Some bridges still too far

At the same time legislators made the unanticipated changes to the law, several issues that had been mooted were not brought up in the special session.

Legislators declined an invitation from the Supreme Court to consider letting the Chief Justice appoint substitute justices to the court to avoid future deadlocks. On Nov. 8, the court amended its rules to let the Chief Justice appoint acting justices if a justice is recused from a case. The rule was rescinded a month later, at which time Gladwell released a statement saying that the General Assembly “may address this if it wishes.” Both Daniel Smith-Ingram said they were not aware of any discussions in the General Assembly on that issue.

The start of the special session was dogged by rumors that Republicans might attempt to wrest back control of the Supreme Court by passing a law to allow McCrory to appoint two new justices to the Supreme Court before he leaves office. Republican legislators spent weeks refusing to confirm or deny the existence of such a plan before formally disavowing the effort on the session’s first day.
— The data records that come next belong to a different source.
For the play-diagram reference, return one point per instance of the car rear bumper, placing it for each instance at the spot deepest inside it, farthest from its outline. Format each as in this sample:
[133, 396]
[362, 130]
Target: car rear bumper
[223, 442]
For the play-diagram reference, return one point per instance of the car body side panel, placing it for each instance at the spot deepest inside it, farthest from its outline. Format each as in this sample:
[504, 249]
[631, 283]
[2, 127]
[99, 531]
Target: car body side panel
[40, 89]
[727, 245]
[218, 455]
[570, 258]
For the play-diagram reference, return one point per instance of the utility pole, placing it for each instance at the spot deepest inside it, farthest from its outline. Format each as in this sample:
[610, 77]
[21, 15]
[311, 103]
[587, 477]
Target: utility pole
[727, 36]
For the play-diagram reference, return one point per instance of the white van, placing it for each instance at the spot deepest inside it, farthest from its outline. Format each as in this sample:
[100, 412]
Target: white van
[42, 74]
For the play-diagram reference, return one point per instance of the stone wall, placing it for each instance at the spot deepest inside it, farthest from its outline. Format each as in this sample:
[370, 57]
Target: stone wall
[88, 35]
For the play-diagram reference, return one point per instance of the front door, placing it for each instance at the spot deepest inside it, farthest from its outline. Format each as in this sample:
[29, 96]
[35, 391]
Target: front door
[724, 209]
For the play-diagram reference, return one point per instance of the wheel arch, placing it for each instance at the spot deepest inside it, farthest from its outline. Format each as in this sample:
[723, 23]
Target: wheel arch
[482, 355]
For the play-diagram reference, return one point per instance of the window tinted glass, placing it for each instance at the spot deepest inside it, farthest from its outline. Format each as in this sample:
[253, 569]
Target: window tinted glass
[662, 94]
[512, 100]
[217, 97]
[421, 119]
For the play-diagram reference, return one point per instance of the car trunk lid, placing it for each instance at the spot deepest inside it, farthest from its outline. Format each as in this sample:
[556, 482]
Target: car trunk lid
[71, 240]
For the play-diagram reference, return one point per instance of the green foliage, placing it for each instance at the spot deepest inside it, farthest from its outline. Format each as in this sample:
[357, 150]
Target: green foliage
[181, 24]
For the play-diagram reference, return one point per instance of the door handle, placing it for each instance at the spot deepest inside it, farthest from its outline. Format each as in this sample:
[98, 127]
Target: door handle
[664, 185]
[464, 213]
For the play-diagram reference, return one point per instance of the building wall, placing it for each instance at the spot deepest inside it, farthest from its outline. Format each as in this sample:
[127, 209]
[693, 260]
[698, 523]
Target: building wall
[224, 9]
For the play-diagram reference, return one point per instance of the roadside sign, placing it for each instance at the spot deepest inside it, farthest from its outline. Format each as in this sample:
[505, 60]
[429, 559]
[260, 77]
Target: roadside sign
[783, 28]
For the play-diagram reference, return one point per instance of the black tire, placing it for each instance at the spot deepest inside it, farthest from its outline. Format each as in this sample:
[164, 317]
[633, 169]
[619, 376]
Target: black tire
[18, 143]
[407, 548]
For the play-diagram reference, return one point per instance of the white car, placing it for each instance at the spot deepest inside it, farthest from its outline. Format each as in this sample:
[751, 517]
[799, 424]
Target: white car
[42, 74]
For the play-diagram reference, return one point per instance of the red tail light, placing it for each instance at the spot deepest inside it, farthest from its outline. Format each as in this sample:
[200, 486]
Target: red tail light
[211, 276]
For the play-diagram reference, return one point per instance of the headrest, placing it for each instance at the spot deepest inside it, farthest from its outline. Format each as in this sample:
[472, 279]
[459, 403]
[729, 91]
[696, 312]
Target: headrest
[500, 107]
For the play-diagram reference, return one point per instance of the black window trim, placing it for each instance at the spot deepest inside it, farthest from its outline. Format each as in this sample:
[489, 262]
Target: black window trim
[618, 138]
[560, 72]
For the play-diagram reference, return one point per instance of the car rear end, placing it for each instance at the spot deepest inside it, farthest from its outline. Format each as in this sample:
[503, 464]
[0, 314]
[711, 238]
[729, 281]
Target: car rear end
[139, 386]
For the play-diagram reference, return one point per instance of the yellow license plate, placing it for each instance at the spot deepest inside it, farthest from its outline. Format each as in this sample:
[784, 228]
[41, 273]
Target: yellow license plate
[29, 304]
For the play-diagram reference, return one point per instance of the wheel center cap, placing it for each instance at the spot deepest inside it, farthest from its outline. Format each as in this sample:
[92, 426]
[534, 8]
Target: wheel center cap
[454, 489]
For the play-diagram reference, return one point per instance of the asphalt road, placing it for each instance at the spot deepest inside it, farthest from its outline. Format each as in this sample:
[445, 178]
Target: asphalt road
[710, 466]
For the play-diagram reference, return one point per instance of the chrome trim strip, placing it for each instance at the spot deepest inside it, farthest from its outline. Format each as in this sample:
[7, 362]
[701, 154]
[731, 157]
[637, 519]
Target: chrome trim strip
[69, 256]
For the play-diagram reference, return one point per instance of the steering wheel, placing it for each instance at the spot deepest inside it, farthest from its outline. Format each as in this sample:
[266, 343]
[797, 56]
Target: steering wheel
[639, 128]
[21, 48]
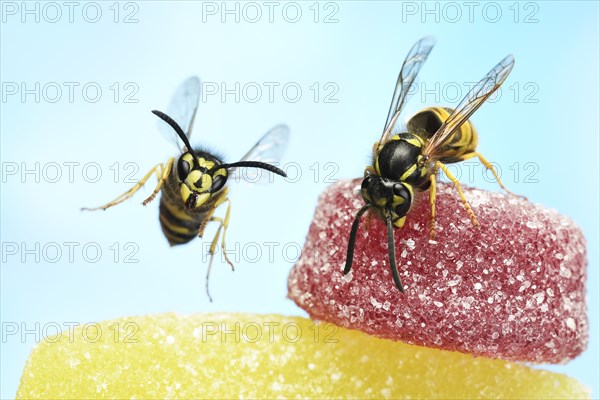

Democrats have already promised to challenge the constitutionality of the special session itself, arguing that it was not called in accordance with state law.

Notwithstanding all the jockeying for advantage in the wake of the Supreme Court election, in practice, only a very small minority of the court’s recent decisions has broken down along party lines. The vast majority of Court of Appeals decisions, regardless of a panel’s partisan balance, are unanimous as well.